What would’ve happened after that, we won’t know, because Franklin Barreto won an eight-pitch battle by hitting a high fly that barely cleared the left-field wall for the walk-off homer.

It was great at-bat by Barreto, who fouled off a high fastball and laid off a low changeup before turning on a full-count fastball that happened to be Kahnle’s slowest of the sequence (96.4 mph). Melky Cabrera drifted with it to the wall, but it exceeded his leap for the A’s fourth and final homer of the game.

James Shields gave up the other three, just like he did the last time he faced Oakland. One was a similar wall-scraper by Yonder Alonso that drifted, and drifted, and drifted over the wall in right despite looking too high off the bat. The ones before that — Matt Joyce’s two-run shot in the third, and Alonso’s two-run shot in the fifth — had the look off the bat.

Alonso’s second homer was doubly painful, not just because the Athletics’ third consecutive two-run inning put them ahead 6-5. It’s that Khris Davis reached on a cued infield single the batter before, and Rick Renteria came out to visit Shields, but didn’t remove him. Shields has now given up 10 homers in 36 innings this season.

The White Sox used the long ball fairly effectively themselves, even if they only hit half of them. After Adam Engel reached because Barreto needed an extra step to transfer the ball from glove to hand on a grounder up the middle, Melky Cabrera blasted his 10th homer of the season to right, giving the Sox a 2-0 lead.

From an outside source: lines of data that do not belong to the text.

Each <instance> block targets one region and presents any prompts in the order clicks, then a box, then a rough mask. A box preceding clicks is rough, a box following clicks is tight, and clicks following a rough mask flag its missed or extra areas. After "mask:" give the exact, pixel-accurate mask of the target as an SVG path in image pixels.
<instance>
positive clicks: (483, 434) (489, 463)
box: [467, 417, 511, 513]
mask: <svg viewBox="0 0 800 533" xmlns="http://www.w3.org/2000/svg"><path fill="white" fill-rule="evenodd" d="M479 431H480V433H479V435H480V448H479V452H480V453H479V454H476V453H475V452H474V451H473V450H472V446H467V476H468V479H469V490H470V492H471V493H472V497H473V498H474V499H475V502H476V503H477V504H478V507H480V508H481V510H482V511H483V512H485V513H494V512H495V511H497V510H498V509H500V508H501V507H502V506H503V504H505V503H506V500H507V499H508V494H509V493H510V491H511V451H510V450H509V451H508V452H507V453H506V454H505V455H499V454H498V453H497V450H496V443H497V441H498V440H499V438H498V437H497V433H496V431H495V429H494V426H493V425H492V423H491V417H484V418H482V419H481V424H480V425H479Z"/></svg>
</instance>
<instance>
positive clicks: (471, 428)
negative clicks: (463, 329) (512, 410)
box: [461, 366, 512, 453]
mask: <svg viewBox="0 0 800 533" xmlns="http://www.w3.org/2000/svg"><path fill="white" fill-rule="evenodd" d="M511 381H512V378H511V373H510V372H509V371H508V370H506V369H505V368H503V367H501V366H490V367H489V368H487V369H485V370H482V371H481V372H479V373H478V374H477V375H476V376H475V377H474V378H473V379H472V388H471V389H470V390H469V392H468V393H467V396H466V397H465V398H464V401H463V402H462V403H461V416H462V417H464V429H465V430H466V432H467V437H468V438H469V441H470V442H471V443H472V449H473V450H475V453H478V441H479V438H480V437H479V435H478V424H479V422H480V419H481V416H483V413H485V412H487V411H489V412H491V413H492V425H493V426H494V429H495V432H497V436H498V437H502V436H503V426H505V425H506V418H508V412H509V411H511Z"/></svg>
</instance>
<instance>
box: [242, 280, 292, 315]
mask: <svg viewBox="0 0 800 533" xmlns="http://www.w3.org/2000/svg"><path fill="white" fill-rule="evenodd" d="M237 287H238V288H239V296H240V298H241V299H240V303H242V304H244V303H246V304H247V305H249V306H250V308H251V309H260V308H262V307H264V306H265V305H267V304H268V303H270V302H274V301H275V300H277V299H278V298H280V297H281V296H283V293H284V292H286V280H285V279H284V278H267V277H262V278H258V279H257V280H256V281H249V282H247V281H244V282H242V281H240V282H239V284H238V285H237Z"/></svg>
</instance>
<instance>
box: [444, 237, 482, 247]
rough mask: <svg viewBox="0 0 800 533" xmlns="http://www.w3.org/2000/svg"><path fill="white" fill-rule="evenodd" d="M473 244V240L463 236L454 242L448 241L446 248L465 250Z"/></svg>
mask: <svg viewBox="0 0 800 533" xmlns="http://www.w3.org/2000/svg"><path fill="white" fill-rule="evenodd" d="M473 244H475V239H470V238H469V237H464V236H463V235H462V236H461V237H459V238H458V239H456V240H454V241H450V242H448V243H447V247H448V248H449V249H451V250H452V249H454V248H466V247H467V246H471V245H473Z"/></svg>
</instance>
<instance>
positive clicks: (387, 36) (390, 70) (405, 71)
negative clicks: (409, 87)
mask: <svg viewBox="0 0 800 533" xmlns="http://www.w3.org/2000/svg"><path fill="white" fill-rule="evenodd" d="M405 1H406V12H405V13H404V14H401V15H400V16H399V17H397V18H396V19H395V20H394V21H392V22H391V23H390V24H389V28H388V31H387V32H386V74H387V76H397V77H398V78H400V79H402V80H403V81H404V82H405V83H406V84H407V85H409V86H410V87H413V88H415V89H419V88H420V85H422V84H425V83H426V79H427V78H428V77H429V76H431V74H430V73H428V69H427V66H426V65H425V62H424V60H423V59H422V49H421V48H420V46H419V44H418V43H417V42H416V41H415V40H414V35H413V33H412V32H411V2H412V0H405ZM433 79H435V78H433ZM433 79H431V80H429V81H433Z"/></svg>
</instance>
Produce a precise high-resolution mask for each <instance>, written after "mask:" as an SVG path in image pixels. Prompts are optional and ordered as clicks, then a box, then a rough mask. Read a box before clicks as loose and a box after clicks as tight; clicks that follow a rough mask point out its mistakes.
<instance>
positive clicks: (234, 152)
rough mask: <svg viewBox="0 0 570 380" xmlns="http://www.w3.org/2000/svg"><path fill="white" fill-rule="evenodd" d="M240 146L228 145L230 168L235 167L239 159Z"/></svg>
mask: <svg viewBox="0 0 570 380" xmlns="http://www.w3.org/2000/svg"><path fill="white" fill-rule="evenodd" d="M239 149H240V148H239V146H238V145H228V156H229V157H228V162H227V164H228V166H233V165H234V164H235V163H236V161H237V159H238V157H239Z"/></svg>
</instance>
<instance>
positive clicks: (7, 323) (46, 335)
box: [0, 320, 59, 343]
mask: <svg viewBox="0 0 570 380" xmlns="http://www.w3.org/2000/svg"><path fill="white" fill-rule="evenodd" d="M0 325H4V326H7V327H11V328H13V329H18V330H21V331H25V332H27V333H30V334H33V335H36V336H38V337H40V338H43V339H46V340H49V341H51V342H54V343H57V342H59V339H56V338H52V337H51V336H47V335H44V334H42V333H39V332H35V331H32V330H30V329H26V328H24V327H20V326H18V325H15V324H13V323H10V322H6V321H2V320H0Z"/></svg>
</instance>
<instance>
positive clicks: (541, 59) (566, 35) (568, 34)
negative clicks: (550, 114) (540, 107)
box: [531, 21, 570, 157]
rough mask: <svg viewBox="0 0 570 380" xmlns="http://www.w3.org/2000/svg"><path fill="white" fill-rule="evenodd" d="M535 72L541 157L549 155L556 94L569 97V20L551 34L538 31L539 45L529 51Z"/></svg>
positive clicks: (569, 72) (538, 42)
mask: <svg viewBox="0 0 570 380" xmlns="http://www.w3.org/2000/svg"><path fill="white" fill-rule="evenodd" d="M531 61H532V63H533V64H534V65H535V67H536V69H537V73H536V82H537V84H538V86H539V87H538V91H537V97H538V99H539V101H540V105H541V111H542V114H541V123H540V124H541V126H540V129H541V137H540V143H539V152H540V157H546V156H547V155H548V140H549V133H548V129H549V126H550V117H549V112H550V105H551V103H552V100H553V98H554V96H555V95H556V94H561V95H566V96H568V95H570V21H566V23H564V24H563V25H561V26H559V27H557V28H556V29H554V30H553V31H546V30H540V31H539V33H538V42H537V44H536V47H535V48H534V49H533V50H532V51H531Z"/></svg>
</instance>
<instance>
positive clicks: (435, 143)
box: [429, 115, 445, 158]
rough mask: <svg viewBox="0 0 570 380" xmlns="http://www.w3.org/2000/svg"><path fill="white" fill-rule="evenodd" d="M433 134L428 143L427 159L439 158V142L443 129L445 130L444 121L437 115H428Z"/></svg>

After Oakland jumped ahead 4-2 through four, Jose Abreu struck back. He came to the plate with runners on the corners after two singles and a fielder’s choice by Cabrera. It should’ve been a 1-6-3 double play, but Daniel Gossett turned himself around on the mound before throwing to second, and Cabrera beat the throw. Abreu then waited back on a first-pitch curveball and beat it out to left field on a line for a three-run homer.

The bullpens kept each other off the board until the ninth, when Tim Anderson’s legs helped tie the game. He singled through the left side with one out, beat a flip to second on Kevan Smith’s grounder up the middle, then scored on Cabrera’s two-out single to left, beating a decent throw easily. Abreu had a chance to put the Sox ahead again, but he could only ground out to third, giving Oakland a chance to take advantage of home field.

Bullet points:

*Avisail Garcia returned to the lineup and went 1-for-4, snapping a 19 at-bat hitless streak. He also got trapped too close to the wall on a Barreto drive to right, turning a double into a triple, but the runs remained the same.

*Shields’ final line: 4.2 IP, 6 H, 6 R, 6 ER, 2 BB, 4 K, 3 HR.

*Not a fan of Renteria pinch-running at first base with his fastest guys, then bunting them over. He did that with Alen Hanson after an Omar Narvaez single, and he ended up getting as far as Narvaez would’ve after a “successful” Engel bunt.